De lo publicitario como molde social en dos comentarios, publicados en El País 18 y 19.6: de José María Ridao el primero, acerca del movimiento juvenil -aunque no solo- que estos días toma las calles para protestar: … “una juventud que, hasta ahora, había crecido entre elogios publicitarios a su condición, por más que no se tradujeran en medios de vida a la altura de su formación y de sus expectativas.” De Ricardo Piglia el segundo, entrada de su diario: “viaje a Buenos Aires. No bien llegamos a la sala de embarque ella se aísla en su ipod. No soporta la exaltación de los argentinos que se amontonan ahí. Todos usan un tono canchero y sobrador, aprendido en los anuncios de publicidad y en el estilo de los actores argentinos.”

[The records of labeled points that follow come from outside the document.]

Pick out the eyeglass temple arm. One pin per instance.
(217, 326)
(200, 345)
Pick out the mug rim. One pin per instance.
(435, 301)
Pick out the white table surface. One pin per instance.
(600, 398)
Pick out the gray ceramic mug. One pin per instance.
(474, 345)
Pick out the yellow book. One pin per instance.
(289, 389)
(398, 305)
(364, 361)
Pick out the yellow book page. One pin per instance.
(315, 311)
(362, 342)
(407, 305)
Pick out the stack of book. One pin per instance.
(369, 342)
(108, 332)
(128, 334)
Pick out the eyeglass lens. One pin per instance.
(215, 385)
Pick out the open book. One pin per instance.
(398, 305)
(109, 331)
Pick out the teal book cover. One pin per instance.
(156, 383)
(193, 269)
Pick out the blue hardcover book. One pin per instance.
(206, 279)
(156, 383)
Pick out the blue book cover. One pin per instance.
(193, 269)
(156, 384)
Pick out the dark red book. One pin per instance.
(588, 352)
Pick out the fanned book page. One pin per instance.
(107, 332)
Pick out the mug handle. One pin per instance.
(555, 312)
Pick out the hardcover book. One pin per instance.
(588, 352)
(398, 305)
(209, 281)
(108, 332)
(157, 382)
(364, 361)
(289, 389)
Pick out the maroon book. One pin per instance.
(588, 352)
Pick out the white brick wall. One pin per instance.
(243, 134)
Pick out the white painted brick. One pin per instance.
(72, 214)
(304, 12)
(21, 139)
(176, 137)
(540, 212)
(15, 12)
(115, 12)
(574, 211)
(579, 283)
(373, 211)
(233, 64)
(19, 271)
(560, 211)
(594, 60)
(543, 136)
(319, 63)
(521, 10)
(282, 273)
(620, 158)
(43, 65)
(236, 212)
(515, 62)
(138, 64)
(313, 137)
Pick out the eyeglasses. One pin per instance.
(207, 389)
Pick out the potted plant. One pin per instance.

miércoles, 8 de junio de 2011

there can only be two



Una paradoja atraviesa el deporte como lo hace con la literatura, el cine o la pintura: uno puede obtener la inmortalidad… y también prestar el alma para que, una vez desaparecido, otros se reencarnen en ti. El adn de la rivalidad deportiva tiene nombres, nacionalidades, camisetas, escenarios que, en virtud de la brevedad de las carreras, viven dos, tres, cuatro vidas simultáneas –una en quienes sostuvieran cada una de las eras previas, otra en quienes protagonizan la actual. El tiempo embellece el pasado sin que podamos evitarlo. Y lo que el deporte fomenta –que para favorecer a uno hayas de ir contra el resto- tiene en la propia memoria del deporte el antídoto: uno pasó noches viendo a los Lakers jugar contra Boston, o viceversa. Y dos décadas después de aquel prodigio, ambos son la misma cosa, el mismo afecto. La razón por la que uno adora este deporte se ha fundido en sus caras como el anuncio ilustra. El producto que uno amaba ha acabado, así, por ser, no el equipo, sino el deporte. Hablando de rivalidades, el anuncio habla en realidad de proximidad, de cosas en común. Lo que importaba entonces, importa ahora –dicen ambos, al unísono. Valiosa, emocionantemente, ninguno de ellos habla de la camiseta que viste.

La virtud de no pedir


Si la política se basa en ello, porqué no habría de hacerlo la publicidad: puede ocurrir que para decirle al consumidor que no sea tonto y compre donde necesitas, halles ese grial de la estrategia que es… llamárselo. Como si el precio de la atención –su valor- hubiera de padecer los mismos recortes que los precios que vienen impresos en el folleto, la electrónica de consumo que va por detrás del líder del sector ha clonado fácilmente el cuerpo del delito –un suplemento retractilado con el periódico el domingo- pero sufre al intentar reproducir el alma, y si uno de sus competidores viene de mostrar durante años a un niño superdotado en el intento de superar la apelación a la inteligencia que es el grito de guerra del líder, el tercero en discordia es un caso de estudio: para superar la lucidez en la elección ha hallado… la avaricia como motor. No la selección sino la acumulación. Uno no imagina el documento que explica las ventajas de pretender vender una lavadora a alguien a quien vienes de llamar avaricioso de primeras, vicioso acto seguido, asi que es más sencillo imaginar que todos aquellos que han tenido que aprobar esa idea no estuvieran en la reunión ese día. O que la genialidad viene de arriba, de alguien que no necesita pasar filtros. Indirectamente, como si los caminos de un sector fueran redondos como la tierra, es un triunfo que le llega al líder por la espalda, pues si yo no soy tonto ha de ser porque, no muy lejos, hay quien se esfuerza en serlo.